Versetzen wir uns in die Lage der Bürgerinnen und Bürger, die überlegen Aktien zu kaufen. Leicht ist nachvollziehen, dass sie im Zweifelsfall im Jahr eins nach der erfolgreichen Umsetzung der Abzocker-Initiative in Aktien eines Schweizer Unternehmens investieren werden. Hier können sie dann in Zukunft sicher sein, dass die Manager jeden Tag (vor Angst?) schwitzend versuchen, das Beste aus ihrem Job zu machen. Fehler können diese sich nicht mehr leisten. Entweder werden sie direkt durch die Aktionäre bei Abstimmungen abgestraft oder die Strafandrohung hängt über ihnen wie ein Damoklesschwert. Die Minder-Initiative ist hier als erster Schritt zu mehr Mitspracherecht der Aktionäre zu sehen.

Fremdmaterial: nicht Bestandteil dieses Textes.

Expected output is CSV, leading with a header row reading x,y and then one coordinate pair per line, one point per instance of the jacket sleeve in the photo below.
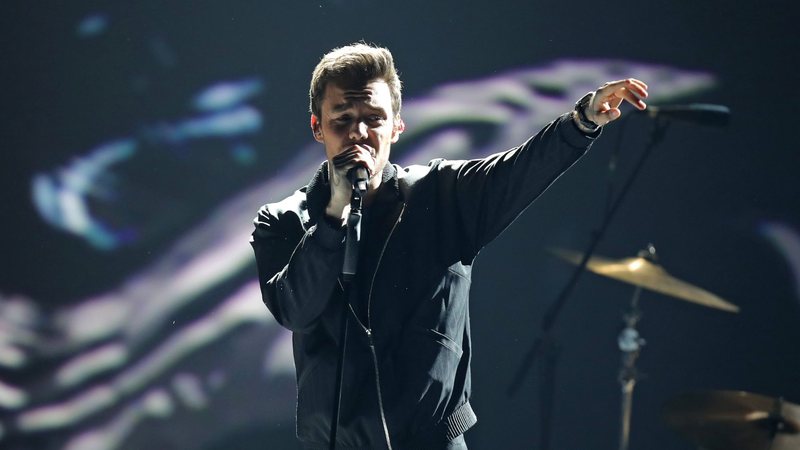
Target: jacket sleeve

Weitere Unternehmen werden in der Folge ihren Sitz in die Schweiz verlegen. Wenn alle Welt Aktien von Schweizer Unternehmen kaufen möchte – nur hier werden Aktionäre tatsächlich eingreifen können – bleibt anderen Unternehmen wenig anderes übrig, als ihren Hauptsitz in die Schweiz zu verlegen. Was die Schweizer durch den stückweisen Verlust des Bankgeheimniskuchens nun nach und nach verlieren, werden sie auf diese Weise mehr als wettmachen. Mit neuen Unternehmen entstehen weitere Arbeitsplätze – die Abzocker-Initiative aus dem Erfahrungsschatz eines Unternehmers entstanden ist gut durchdacht.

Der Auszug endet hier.